Which set represents a Pythagorean triple?
A. 2,5,6
B. 6,8,10
C. 8,8,128
D. 8,10,256
Is the answer D?
No. Use a^2 + b^2 = c^2 to help find the correct answer. Please see the other posts for these type of questions.
I think I see where I went wrong is the answer B?
Yes, B is the correct answer.
Thank you :)
You're welcome!! :)
To determine which set represents a Pythagorean triple, we need to check if it follows the Pythagorean theorem, which states that in a right triangle, the square of the length of the hypotenuse is equal to the sum of the squares of the other two sides.

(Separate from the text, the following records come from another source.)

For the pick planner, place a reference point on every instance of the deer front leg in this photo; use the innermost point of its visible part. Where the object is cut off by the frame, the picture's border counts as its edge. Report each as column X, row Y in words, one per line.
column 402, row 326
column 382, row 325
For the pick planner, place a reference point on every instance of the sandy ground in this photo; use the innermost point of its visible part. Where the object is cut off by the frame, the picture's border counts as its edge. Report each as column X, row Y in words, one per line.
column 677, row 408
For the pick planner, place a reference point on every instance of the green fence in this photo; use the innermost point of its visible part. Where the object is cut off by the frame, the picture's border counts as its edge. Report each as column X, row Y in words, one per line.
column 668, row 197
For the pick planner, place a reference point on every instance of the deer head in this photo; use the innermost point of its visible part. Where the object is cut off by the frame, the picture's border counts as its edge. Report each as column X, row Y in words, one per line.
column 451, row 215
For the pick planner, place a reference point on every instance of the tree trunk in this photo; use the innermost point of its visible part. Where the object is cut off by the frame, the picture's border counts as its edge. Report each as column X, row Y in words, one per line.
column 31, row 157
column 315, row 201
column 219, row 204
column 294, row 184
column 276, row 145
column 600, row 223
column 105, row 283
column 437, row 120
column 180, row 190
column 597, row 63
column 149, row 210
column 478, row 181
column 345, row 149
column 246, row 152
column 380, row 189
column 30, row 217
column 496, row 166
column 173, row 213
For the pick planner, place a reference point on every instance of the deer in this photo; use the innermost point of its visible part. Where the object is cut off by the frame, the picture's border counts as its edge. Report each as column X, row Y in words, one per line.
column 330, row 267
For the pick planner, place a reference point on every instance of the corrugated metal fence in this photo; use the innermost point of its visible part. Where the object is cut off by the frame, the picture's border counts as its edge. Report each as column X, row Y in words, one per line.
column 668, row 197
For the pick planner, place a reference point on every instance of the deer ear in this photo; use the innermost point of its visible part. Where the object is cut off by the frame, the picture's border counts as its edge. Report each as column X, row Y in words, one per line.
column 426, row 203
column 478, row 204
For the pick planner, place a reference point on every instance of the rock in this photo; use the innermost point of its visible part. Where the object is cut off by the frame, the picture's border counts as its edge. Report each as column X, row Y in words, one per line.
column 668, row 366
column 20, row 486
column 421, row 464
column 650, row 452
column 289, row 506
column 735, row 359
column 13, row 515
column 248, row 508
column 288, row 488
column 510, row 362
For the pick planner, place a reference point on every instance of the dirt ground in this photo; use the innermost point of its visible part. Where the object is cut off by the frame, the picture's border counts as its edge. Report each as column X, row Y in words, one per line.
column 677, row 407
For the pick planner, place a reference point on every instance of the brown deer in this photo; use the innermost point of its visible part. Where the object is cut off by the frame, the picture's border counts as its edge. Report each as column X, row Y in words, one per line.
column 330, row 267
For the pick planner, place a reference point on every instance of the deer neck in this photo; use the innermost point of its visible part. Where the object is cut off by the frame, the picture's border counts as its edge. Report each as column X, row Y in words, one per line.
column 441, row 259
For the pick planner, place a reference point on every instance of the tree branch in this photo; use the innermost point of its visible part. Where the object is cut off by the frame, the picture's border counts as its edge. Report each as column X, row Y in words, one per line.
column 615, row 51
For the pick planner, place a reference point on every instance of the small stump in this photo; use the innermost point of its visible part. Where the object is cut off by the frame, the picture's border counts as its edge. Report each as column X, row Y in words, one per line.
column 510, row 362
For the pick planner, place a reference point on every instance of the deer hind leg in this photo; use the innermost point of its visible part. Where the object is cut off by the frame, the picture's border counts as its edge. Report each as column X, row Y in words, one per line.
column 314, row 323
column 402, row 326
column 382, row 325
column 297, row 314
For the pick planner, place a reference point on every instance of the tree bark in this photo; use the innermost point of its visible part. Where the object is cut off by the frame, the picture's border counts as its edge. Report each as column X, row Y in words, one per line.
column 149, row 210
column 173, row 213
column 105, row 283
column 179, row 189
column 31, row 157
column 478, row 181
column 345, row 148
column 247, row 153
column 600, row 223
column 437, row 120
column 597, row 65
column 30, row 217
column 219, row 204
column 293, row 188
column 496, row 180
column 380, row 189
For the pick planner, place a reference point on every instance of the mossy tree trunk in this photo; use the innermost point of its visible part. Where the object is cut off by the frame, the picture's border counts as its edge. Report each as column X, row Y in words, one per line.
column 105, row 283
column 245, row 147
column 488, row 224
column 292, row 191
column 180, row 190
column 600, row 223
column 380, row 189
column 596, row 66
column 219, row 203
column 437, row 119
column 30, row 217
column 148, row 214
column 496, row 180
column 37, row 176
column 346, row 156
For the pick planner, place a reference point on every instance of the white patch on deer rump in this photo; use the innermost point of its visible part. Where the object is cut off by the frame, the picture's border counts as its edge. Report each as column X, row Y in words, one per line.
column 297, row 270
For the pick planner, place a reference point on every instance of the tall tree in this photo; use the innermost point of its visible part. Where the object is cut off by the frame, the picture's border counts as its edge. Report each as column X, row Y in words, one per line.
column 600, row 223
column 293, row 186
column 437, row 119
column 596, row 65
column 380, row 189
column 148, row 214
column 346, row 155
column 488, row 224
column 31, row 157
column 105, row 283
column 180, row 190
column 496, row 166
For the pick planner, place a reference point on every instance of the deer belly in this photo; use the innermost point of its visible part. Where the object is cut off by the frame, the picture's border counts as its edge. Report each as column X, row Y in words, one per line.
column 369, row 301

Let's evaluate each option:
A. (2, 5, 6): Squaring the numbers, we get 4, 25, 36. However, 4+25 is not equal to 36, so this is not a Pythagorean triple.
B. (6, 8, 10): Squaring the numbers, we get 36, 64, 100. Now, if we add the smaller numbers, 36 + 64, it equals 100. This fulfills the Pythagorean theorem, so this set, (6, 8, 10), is a Pythagorean triple.
C. (8, 8, 128): Squaring the numbers, we get 64, 64, 16384. However, 64 + 64 is not equal to 16384, so this is not a Pythagorean triple.
D. (8, 10, 256): Squaring the numbers, we get 64, 100, 65536. However, 64 + 100 is not equal to 65536, so this is not a Pythagorean triple.
Therefore, the correct answer is option B, (6, 8, 10).